The Video Vacuum (thevideovacuum) wrote,
The Video Vacuum



Let’s talk poetry for a second.  Have you ever in your life heard a more poetic title for a movie than Three on a Meathook?  Doesn’t it just exude the same kind of magical wonderment found in the works of Shelley and Byron?  Doesn’t the title Three on a Meathook just give you a warm tingling feeling inside?  It’s hands down one of the greatest titles in the history of cinema. 


As for the film itself, it doesn’t quite live up to the title, but it DOES feature three women hanging from a meathook so you can’t accuse them of false advertising.   

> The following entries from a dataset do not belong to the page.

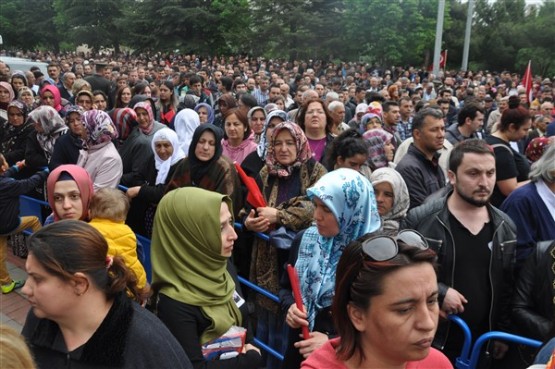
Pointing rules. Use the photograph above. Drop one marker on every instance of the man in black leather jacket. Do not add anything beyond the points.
(475, 243)
(532, 309)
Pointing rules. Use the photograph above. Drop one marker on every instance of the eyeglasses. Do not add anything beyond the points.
(383, 248)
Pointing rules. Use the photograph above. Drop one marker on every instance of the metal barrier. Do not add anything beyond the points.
(469, 362)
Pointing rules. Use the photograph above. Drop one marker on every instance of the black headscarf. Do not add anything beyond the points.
(200, 168)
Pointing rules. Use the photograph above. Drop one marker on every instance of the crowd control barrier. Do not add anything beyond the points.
(469, 357)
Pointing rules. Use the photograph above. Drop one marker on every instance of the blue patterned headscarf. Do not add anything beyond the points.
(350, 197)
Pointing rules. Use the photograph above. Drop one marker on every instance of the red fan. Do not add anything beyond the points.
(254, 197)
(294, 279)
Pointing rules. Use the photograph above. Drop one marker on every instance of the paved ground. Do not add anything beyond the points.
(14, 305)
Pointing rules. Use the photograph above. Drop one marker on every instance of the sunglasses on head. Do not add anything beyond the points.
(383, 248)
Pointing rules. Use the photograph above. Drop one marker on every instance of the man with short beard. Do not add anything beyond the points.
(475, 244)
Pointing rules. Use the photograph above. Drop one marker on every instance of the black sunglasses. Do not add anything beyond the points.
(383, 248)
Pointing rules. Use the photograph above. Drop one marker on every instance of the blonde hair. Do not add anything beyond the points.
(14, 353)
(109, 203)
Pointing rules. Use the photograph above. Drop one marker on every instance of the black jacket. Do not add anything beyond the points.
(422, 176)
(129, 337)
(432, 220)
(10, 190)
(532, 309)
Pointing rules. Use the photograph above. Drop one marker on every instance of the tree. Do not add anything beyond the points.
(96, 23)
(27, 24)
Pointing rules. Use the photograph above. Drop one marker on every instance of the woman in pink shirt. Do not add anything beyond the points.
(385, 307)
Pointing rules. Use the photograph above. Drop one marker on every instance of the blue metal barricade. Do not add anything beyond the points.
(466, 361)
(31, 206)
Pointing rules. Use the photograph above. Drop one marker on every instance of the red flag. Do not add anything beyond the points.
(443, 59)
(527, 81)
(254, 197)
(296, 288)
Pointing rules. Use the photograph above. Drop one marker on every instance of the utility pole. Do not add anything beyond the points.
(467, 34)
(439, 34)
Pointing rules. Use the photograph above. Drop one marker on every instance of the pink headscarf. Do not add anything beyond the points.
(56, 93)
(303, 150)
(8, 87)
(81, 178)
(146, 106)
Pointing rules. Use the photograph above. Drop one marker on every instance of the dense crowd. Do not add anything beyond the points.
(346, 167)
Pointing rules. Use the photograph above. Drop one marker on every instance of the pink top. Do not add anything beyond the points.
(238, 153)
(324, 358)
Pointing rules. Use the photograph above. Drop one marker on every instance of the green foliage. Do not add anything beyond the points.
(505, 33)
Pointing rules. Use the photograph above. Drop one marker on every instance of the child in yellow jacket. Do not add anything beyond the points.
(108, 210)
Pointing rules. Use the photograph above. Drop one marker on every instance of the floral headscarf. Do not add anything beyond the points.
(8, 87)
(350, 197)
(401, 200)
(124, 119)
(186, 122)
(209, 109)
(536, 147)
(377, 138)
(100, 128)
(81, 178)
(263, 144)
(12, 133)
(303, 150)
(163, 166)
(52, 124)
(56, 93)
(148, 107)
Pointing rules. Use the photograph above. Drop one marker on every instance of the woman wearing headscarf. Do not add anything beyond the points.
(370, 121)
(66, 150)
(70, 191)
(199, 296)
(136, 152)
(392, 197)
(289, 171)
(237, 142)
(13, 142)
(256, 160)
(205, 113)
(50, 96)
(225, 102)
(49, 127)
(206, 168)
(257, 121)
(124, 119)
(381, 149)
(345, 209)
(28, 97)
(99, 156)
(185, 123)
(156, 175)
(6, 96)
(166, 106)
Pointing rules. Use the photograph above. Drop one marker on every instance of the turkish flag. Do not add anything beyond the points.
(527, 81)
(443, 59)
(254, 196)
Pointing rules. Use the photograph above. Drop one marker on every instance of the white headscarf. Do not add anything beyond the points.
(186, 121)
(163, 166)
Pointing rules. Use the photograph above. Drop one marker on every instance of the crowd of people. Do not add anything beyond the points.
(400, 197)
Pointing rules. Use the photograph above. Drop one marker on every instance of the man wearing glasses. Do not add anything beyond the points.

A shy young man named Billy leers as a bunch of hot chicks go skinnydipping.  When their car breaks down, he gives them a lift to his house to spend the night.  His disgruntled father disapproves and chides, “You know what happens to you when you get around women!” 


Of course we all know what happens, don’t we?  He goes kill crazy and butchers them all up.  First girl gets it while she’s taking a bath (it’s kind of like a vertical version of the shower scene in Psycho), two more get mowed down with a shotgun and the final girl gets it via one of the greatest decapitations ever witnessed on the silver screen.  The axe goes through her neck and into the wall.  The girl’s head stays flush on top of the axe while her body falls to the ground.  Brilliant. 


And this is the first TWENTY MINUTES folks. 


Little Billy wakes up with no memory of killing the women, but Pa jogs his memory for him.  “I told ya son, but you didn’t listen!”  Pa loves his son so much that he covers up his murders and tells him saying, “Try to forget it, son!”


So Billy goes out and walks up and down the streets of the city in an extended Midnight Cowboy style scene, except instead of “Everybody’s Talking”, it’s some fourth rate Three Dog Night wannabes singing “You Gotta Be Free!”  Billy goes to a bar to drown his sorrows in drink while the Three Dog Night cover band plays ANOTHER terrible song in it’s entirely to make him even more depressed. 


He gets shitfaced and is picked up by a cocktail waitress name Sherry who takes him home.  The next morning she informs him that he wet his pants in the middle of the night and she had to wash his jeans for him.  This leads to the best dialogue exchange of the whole film. 


“Would you like some breakfast?”


“No, but I’d like my pants though.”


After a lot of initial awkwardness, they go on a date.  He especially wows her when he tells her a story about the time he split his pants as a little kid.  (You’d think a guy with this much pants related trauma wouldn’t be suitable boyfriend material, but then again, I’ve never been able to understand women, so what do I know?)  When the date is over he thanks her for everything and she replies “Maybe you can do something like that for me some day.” 


Gee, I wish some girl would discreetly ask me to wash her piss stained drawers.


This leads to a lot of romantic scenes of Billy and Sherry frolicking in open fields that are filmed with all the intimacy of a tampon commercial.  He invites Sherry and her friend back to his house where Pa cooks them some strange meat.  Pa assures them all, “It’s veal!” 


Audience Poll:  Do you think the “veal” is actually the four skinnydippers? 


That night, Billy gives Sherry a taste of HIS veal, if you know what I mean, but he only lasts about 30 seconds.  Heck, if she still loves him after pissing himself, a little thing like premature ejaculation won’t worry her one bit.  Afterwards, Sherry’s friend ends up with a pick axe in her abdomen and then… there’s a fairly decent “surprise twist” that I won’t reveal for you. 


Sherry gets out of bed and starts looking for her missing friend until she wanders out into the shed and finds out WHY the film is called Three on a Meathook. 


In the Psycho inspired ending, a psychiatrist gives an unnecessarily lengthy explanation as to why the killer does what he does. 


The film is usually dismissed as a cheap Texas Chainsaw Massacre copy, but this flick was actually released two whole years BEFORE Chainsaw.  It’s actually closer to Psycho, except there’s a cannibalism subplot.  Like both of those films, it is based (very loosely) on the real life exploits of America’s most notorious serial killer Ed Gein. 


Director William Girdler does a fine job with all the gory exploitation goodies.  He delivers on the blood and dismemberment and shows more than a fair share of female flesh.  While the film tends to drag during Billy’s courtship of the waitress, there’s enough of the red stuff to go around to make up for it.   


The film co-stars Linda Thompson (who was famous primarily because she dated Elvis) making her film debut.  She also shows the world her rack, so that probably at least made the King happy.